その声はとても無邪気で、でも内容はとんでもなく悍ましく。
参加者の中には、想像力が豊かな人もいたのだろう。
顔面蒼白は当たり前で、既に嘔吐している者いる。
ゼイスはそんなリーシャの頭を撫でながら、グーゼンタール公爵に向き直った。
「そんなことしてまで、化物を生み出したかったのか?」
「何を……私の、研究は至高なんだっ……最強の、兵器をっ……」
「とか言ってる割にはすっごい稚拙だったけどな。リーシャが副作用に襲われてても、対処してなかったみたいだし?俺がいなかったら死んでたんじゃないか?」
「そんなはずはっ……」
「それがあるんだな。エルフ、ドワーフ、獣人……後は魔物の因子その他諸々?なんであんな状態でリーシャが生きてられたのかって方が謎だったぞ。俺がリーシャの身体を診たら内臓は臓器不全を起こしてるか、溶け出してたるかのどっちかだし。内腔──臓器と臓器の間も、胃とか腸とかの消化器の中身も殆ど血しかなかったし。無駄に感覚神経も強化されてる所為で、平時から激痛が止まらなかっただろうしな」
それを聞いてとうとう、倒れ出す者まで現れ出した。
亜人達はそこまでして自分達を滅ぼそうとする人間に恐怖する。
そんな人間達と、終戦協定を結んでいいのかと。亜人達の敵対心は更に強まった。
「………ゼイス様。その女の処分は、我々に任せて頂けませんか?」
だが、そんな時──王太子レーンがそう申し出た。
ゼイスは冷めた目で彼を見る。
「どうする気だ?」
「直ぐに処刑します。
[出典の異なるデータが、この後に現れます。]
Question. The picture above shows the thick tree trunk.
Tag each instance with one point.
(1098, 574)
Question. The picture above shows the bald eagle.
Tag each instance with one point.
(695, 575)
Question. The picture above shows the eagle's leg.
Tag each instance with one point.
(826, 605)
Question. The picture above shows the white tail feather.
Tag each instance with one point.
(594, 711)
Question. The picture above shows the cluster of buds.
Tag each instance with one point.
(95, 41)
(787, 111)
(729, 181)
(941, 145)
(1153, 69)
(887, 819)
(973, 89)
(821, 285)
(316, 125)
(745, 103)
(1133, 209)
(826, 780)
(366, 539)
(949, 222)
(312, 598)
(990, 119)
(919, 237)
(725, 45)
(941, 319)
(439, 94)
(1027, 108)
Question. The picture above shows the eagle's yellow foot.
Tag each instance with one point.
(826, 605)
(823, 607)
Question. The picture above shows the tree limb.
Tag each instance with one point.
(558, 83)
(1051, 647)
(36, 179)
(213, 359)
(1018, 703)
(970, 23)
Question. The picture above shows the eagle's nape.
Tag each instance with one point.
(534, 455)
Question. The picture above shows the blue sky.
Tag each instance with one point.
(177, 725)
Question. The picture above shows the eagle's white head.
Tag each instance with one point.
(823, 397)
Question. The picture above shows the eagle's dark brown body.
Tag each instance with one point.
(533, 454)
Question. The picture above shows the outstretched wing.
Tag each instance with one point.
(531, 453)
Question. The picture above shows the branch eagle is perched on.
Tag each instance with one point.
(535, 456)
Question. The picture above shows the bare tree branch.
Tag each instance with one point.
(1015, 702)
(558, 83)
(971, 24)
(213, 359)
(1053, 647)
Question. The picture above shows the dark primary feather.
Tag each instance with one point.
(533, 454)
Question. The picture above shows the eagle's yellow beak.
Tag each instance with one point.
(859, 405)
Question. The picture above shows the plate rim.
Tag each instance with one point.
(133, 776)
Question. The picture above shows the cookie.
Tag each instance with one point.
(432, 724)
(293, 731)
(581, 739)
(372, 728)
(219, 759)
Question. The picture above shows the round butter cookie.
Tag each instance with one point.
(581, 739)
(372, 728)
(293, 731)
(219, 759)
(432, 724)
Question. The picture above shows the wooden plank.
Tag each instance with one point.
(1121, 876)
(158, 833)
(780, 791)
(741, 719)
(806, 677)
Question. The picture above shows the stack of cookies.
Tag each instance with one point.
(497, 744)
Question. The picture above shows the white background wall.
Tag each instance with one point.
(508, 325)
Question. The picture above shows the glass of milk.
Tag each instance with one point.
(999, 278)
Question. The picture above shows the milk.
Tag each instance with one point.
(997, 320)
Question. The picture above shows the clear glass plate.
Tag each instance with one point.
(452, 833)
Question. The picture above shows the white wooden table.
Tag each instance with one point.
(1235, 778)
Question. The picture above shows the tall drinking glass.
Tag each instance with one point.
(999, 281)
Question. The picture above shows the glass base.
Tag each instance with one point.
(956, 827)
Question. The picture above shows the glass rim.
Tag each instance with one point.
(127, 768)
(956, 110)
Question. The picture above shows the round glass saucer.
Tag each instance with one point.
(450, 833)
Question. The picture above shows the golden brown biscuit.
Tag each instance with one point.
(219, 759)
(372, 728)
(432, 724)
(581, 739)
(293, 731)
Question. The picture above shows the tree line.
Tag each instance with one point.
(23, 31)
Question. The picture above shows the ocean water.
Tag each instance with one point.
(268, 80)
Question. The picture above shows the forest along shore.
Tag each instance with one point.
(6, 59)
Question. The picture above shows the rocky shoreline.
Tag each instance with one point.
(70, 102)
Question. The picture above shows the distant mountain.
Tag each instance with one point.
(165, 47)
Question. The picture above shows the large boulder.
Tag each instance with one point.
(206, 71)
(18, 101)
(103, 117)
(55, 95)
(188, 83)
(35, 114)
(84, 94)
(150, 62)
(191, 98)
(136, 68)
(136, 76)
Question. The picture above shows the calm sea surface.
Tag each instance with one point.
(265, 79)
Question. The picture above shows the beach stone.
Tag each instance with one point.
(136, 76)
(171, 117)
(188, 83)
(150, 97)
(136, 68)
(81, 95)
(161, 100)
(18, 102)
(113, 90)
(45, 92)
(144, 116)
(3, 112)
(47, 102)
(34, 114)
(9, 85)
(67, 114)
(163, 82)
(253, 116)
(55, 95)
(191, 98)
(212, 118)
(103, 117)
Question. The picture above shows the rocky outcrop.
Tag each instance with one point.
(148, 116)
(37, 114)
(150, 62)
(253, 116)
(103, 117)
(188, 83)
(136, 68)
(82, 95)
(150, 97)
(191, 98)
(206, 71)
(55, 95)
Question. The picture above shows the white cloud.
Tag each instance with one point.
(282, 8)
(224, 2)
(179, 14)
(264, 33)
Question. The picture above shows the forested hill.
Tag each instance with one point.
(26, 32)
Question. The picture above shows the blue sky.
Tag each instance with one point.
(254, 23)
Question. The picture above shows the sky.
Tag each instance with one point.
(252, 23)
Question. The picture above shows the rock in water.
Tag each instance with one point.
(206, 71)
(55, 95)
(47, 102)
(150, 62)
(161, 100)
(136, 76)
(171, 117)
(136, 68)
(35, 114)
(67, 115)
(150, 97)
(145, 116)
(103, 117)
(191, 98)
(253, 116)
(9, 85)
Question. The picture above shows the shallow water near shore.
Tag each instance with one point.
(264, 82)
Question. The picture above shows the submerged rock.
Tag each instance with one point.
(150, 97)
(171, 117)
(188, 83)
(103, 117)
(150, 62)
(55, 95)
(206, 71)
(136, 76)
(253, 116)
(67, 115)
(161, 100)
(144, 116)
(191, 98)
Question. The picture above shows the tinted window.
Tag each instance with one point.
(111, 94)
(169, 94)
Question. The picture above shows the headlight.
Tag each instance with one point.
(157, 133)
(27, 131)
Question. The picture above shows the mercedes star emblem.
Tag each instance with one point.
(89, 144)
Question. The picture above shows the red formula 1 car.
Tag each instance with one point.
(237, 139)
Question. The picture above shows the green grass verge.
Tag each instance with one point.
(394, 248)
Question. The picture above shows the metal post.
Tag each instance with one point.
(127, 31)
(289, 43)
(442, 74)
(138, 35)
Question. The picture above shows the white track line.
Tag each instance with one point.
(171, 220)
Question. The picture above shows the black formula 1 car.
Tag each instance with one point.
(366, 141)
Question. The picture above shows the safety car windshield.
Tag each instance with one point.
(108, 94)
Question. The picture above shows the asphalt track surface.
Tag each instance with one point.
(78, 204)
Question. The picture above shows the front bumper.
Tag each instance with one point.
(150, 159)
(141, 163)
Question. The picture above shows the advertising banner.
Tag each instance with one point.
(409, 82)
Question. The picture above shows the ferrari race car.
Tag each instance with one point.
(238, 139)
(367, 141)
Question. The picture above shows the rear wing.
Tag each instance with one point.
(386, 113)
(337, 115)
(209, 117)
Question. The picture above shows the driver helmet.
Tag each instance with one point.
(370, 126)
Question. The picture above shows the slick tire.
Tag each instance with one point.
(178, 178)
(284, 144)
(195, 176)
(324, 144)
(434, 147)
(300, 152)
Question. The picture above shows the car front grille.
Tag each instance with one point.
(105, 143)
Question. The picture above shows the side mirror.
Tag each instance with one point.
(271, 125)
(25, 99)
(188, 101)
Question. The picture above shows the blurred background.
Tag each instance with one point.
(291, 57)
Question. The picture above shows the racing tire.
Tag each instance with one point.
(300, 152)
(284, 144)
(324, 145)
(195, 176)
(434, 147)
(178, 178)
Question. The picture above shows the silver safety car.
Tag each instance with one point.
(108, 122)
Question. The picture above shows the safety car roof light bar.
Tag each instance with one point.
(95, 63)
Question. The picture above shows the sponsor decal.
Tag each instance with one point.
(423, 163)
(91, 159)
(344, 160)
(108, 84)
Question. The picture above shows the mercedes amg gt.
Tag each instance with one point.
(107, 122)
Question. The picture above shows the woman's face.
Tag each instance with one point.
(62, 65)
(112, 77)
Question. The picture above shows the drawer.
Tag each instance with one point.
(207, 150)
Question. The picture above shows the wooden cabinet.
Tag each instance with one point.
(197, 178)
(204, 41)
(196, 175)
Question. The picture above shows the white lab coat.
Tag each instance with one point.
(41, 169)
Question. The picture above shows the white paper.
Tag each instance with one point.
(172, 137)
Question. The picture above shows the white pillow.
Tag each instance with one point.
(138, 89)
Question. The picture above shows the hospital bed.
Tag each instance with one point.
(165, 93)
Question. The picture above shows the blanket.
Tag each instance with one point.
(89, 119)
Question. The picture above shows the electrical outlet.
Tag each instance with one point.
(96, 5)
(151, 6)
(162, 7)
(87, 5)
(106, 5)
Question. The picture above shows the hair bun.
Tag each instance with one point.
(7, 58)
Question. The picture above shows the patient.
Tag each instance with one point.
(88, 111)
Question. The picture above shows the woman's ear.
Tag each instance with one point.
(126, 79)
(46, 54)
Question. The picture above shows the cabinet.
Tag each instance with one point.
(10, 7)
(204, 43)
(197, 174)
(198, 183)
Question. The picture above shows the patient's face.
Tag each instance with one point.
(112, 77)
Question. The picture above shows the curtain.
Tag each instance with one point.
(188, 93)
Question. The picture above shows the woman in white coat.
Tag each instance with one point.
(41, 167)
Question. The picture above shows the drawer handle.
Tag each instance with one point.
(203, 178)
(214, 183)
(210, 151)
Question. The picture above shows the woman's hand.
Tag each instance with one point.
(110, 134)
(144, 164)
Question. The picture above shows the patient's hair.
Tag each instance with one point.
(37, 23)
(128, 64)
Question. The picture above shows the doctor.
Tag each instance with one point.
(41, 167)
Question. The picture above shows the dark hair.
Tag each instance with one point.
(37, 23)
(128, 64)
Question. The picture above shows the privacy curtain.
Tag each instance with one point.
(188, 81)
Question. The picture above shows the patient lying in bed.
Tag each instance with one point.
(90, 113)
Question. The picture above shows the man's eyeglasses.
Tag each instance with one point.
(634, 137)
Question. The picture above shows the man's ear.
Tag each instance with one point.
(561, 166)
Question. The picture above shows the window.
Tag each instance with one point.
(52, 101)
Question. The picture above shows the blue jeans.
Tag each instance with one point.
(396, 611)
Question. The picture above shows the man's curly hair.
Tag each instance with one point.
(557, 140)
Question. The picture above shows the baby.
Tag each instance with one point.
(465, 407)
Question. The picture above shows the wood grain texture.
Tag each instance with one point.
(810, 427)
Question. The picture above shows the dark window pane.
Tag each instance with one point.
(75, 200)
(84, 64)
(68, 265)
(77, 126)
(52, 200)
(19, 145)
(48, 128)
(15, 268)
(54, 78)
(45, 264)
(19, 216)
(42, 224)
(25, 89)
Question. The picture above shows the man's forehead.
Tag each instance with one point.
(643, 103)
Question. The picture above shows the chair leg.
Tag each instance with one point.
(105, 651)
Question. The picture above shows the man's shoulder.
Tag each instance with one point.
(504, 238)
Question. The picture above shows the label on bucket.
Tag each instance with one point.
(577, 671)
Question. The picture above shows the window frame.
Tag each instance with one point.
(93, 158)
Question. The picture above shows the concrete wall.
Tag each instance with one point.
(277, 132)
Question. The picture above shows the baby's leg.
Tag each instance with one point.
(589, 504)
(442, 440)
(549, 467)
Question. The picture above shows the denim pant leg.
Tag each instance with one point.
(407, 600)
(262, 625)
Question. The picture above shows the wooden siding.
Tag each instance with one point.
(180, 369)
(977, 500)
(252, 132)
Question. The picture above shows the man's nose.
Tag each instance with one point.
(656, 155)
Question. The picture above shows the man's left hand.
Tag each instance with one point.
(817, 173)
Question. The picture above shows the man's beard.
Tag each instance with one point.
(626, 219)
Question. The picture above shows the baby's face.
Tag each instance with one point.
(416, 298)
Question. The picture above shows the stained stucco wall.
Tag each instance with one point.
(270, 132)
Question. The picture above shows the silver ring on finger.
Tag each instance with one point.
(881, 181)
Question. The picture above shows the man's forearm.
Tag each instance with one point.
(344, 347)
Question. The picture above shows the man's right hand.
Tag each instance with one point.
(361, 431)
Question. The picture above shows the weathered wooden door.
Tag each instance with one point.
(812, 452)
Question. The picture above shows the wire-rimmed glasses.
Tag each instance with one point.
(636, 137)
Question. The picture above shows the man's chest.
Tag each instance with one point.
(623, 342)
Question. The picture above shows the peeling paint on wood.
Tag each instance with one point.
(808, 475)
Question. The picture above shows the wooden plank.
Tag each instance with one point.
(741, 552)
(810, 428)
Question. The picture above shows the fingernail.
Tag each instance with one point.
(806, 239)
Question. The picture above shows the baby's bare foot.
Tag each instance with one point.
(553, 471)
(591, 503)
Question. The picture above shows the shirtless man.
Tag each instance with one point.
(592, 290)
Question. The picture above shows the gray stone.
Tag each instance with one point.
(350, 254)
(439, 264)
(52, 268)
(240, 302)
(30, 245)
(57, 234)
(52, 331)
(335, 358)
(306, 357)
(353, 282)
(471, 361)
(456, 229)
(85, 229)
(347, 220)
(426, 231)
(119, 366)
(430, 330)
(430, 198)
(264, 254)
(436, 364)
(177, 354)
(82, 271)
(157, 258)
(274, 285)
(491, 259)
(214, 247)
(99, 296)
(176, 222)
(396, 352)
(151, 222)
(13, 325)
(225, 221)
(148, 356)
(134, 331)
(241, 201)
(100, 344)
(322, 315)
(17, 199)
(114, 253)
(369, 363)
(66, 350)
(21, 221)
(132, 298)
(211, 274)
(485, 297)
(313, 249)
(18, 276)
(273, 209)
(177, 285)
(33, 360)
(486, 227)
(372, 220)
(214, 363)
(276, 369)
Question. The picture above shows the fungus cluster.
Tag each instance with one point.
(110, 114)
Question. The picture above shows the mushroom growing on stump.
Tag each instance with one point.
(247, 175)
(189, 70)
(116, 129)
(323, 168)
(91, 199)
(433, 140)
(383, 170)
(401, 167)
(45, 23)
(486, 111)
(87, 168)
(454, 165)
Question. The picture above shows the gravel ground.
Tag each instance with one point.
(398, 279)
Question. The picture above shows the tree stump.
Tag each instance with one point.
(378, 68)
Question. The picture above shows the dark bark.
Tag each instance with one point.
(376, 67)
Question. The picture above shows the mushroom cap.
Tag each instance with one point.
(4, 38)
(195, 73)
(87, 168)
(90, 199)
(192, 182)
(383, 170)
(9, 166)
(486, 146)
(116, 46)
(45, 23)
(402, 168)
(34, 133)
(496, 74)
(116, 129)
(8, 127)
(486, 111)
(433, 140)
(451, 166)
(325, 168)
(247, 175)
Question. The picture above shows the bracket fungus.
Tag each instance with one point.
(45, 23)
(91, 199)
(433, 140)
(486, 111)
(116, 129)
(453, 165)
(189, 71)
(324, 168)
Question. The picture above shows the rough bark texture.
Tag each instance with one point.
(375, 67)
そして、必要あらば我ら王族の首も捧げましょう」
「なっ、レーン!」
「父上。我々はそんな悍ましい研究をしているなど知らずに、戦争に勝つために援助してしまった。これは我ら王族の恥。数多の犠牲者のためにも、我らの首を捧げるのが妥当でしょう。この世の害悪となる存在は、ここで歴史の中から去りましょう。そして、平和への礎となるのです」
驚愕に言葉を失う国王だが、どうやら王太子はそれなりに芯の通った人間らしい。
ゼイスはそれに肩を竦めて、微笑んだ。
「お前、それなりの人間だな。なら、この国の指導者として重要になるんじゃないか?処刑するのは、この研究者と国王の首で充分だろ。なぁ?」
ゼイスのヒトならざる黄金の瞳が、有無を言わさぬ威圧が、国王とグーゼンタール公爵を襲う。
その威圧に負けて、二人は気を失ってしまった。
ゼイスはそのまま亜人達にも「他の首が欲しいか?」と問う。
彼らは揃って首を横に振った。
「さて……少しばかり話が逸れたが。俺はお前達と話してたんだ」
ナリーアとフーレンス達は、ゆっくりと向いた彼の笑みに顔面蒼白で身体を震わせる。
兵器の……この国の、闇に触れた恐れだけでなく。
たった今、二人を処刑に決定させたというのに笑っていられる異常なゼイスとリーシャに恐怖を抱いたのだ。
流石に、恋に暴走してた彼らだって、自分達が危険な立場にいることを理解してしまう。
しかし、始めたのは彼らなのだ。
この舞台から降りることを、ゼイスは許さない。
「さぁ、続きといこうか?」
邪竜の息子は、そう言って微笑んだ。